Coup d'État en Mauritanie : découvrez les coulisses de la chute du président Maaouiya Ould Taya, les tensions militaires, et l’ascension stratégique de Mohamed Ould Abdel Aziz.

À travers une série de tensions politiques et militaires, la Mauritanie a connu l’un des épisodes les plus marquants de son histoire contemporaine : le renversement du président Maaouiya Ould Taya. Ce récit détaillé de Cheikh Melainine Teiss lève le voile sur les stratégies internes, les rivalités au sein de l’armée et le rôle déterminant joué par le colonel Mohamed Ould Abdel Aziz.

Après plusieurs tentatives de coup d’État infructueuses contre le président Maaouiya, cet homme a cherché à sécuriser son régime en réorganisant le déploiement militaire dans la capitale. Ainsi, les Bataillons blindés ont été transférés à la ville d’Aleg, tandis que la région dirigée par Ould Vaida est restée près de la capitale en tant que force de soutien, en concentrant la majeure partie de la force militaire entre les mains de la garde présidentielle, en raison de la confiance absolue placée en sa direction, compte tenu de son rôle dans la lutte contre la tentative de coup d’État des « chevaliers du changement ». Ces mesures ont préparé le terrain, plus tard, pour le coup d’État sans effusion de sang qui a eu lieu par la suite.

À la fin du mandat du président Ould Taya, selon certaines personnes qui étaient en contact avec lui, l’homme était excessivement nerveux et ne tolérait ni conseils ni orientations de quiconque. Le colonel Mohamed Ould Abdel Aziz était à la tête de la garde présidentielle, et sa femme, Tekber Mint Ahmed, travaillait à la présidence au sein de la délégation des protocoles Mint Tolba. Un jour, Takber Mint Ahmed a été expulsée par la délégation avec de nombreuses « médisances », et lorsque Ould Abdel Aziz a tenté de régler le problème avec cette délégation, il a reçu des paroles encore plus dures que celles qu’avait entendues sa femme Tekber. Ould Abdel Aziz s’est alors tourné vers Maaouiya pour se plaindre, mais il a également été confronté au même discours. C’est ici que l’idée du coup d’État a germé dans l’esprit de l’homme.

La pression sur les institutions sécuritaires et de renseignement était forte, car il ne se passait presque pas de période sans que des éléments à l’intérieur de l’armée soient découverts comme étant affiliés aux « chevaliers du changement ». Cela a même conduit à la découverte d’un élément au sein de la garde présidentielle qui avait aidé les putschistes en 2003, restant en poste sans être découvert. Avant le coup d’État, le pays a connu une large campagne d’arrestations touchant divers segments politiques et sociaux, et la situation était tendue avec l’implication de certains pays. Les hommes de « l’État profond » craignaient un coup d’État « extérieur », ce qui pourrait avoir des conséquences désastreuses.
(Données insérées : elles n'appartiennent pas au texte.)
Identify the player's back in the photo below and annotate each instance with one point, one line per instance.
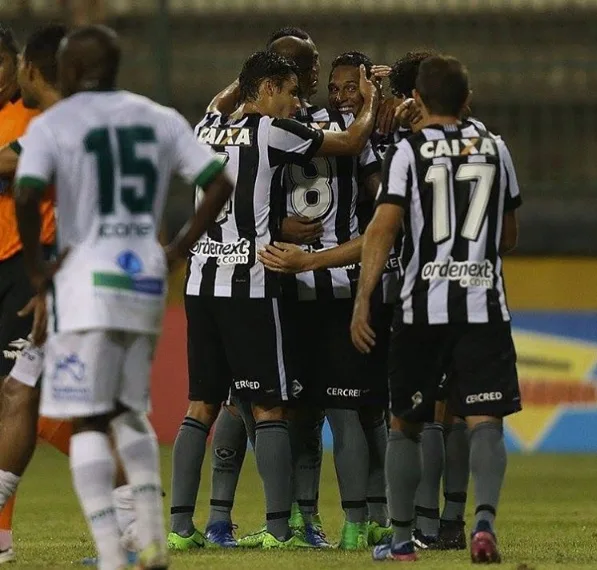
(459, 180)
(254, 146)
(111, 155)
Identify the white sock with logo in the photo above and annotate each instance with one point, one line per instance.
(93, 469)
(138, 449)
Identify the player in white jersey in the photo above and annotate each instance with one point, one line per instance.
(111, 154)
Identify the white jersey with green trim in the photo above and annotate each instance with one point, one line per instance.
(111, 156)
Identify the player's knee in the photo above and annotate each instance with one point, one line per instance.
(203, 412)
(263, 413)
(409, 429)
(18, 399)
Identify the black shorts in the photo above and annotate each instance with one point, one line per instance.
(15, 293)
(477, 360)
(332, 373)
(240, 347)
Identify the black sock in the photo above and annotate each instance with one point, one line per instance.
(228, 446)
(488, 468)
(427, 496)
(456, 472)
(274, 463)
(351, 458)
(187, 460)
(403, 473)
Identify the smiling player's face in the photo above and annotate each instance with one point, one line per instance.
(343, 90)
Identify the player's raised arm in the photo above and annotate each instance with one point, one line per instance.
(9, 159)
(512, 200)
(226, 101)
(352, 141)
(199, 165)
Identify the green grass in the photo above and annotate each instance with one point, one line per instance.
(547, 519)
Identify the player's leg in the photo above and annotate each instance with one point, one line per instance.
(15, 293)
(487, 390)
(426, 529)
(263, 373)
(82, 373)
(456, 477)
(416, 363)
(228, 445)
(137, 446)
(209, 382)
(373, 419)
(342, 379)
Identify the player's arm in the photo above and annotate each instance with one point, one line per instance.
(352, 141)
(197, 164)
(289, 258)
(9, 158)
(393, 200)
(35, 171)
(512, 200)
(226, 101)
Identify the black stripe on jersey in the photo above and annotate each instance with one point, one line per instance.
(494, 311)
(462, 195)
(345, 165)
(244, 212)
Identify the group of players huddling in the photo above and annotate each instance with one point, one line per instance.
(320, 284)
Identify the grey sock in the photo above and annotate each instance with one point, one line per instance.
(456, 472)
(377, 504)
(187, 459)
(488, 467)
(351, 458)
(404, 464)
(274, 463)
(228, 448)
(427, 496)
(305, 439)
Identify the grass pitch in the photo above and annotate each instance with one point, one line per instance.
(547, 519)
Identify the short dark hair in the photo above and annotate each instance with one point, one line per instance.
(443, 85)
(41, 48)
(264, 65)
(287, 31)
(405, 70)
(8, 41)
(353, 59)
Ould Abdel Aziz planifiait le coup d’État contre Maaouiya pendant sa visite à Nema, un projet dont l’issue n’était pas garantie, car la garnison militaire présente, là-bas, pourrait s’opposer à cette tentative, et la force sous le contrôle d’Ould Vaïda constituerait un obstacle à cette initiative. Cependant, la chance a souri à l’homme et à ses compagnons lorsque Ould Taya est soudainement parti pour l’Arabie Saoudite pour présenter ses condoléances suite au décès du roi Fahd Ben Abdel Aziz. À ce moment-là, certains connaisseurs des coulisses de cette période affirment qu’Ould Abdel Aziz n’avait d’autres choix que de passer à l’action, car Ould Taya avait l’intention de le révoquer, avec certains officiers, et de le transférer dans le nord pour faire face aux groupes extrémistes là-bas.

Cette nuit-là, Ould Abdel Aziz a demandé à ses adjoints de convoquer tous les membres de la garde présidentielle hors service et d’élever le niveau d’alerte au maximum, ce qui était une procédure normale en l’absence du président et par crainte d’une autre tentative. Le matin, le colonel Mohamed Ould Abdel Aziz a rencontré ses adjoints au sein du quartier général de la brigade et leur a révélé, pour la première fois, ce qui le préoccupait depuis un certain temps : il avait décidé de renverser Maouiya et qu’ils n’étaient pas obligés de participer, mais qu’ils ne quitteraient pas le quartier général tant que le coup d’État ne serait pas terminé.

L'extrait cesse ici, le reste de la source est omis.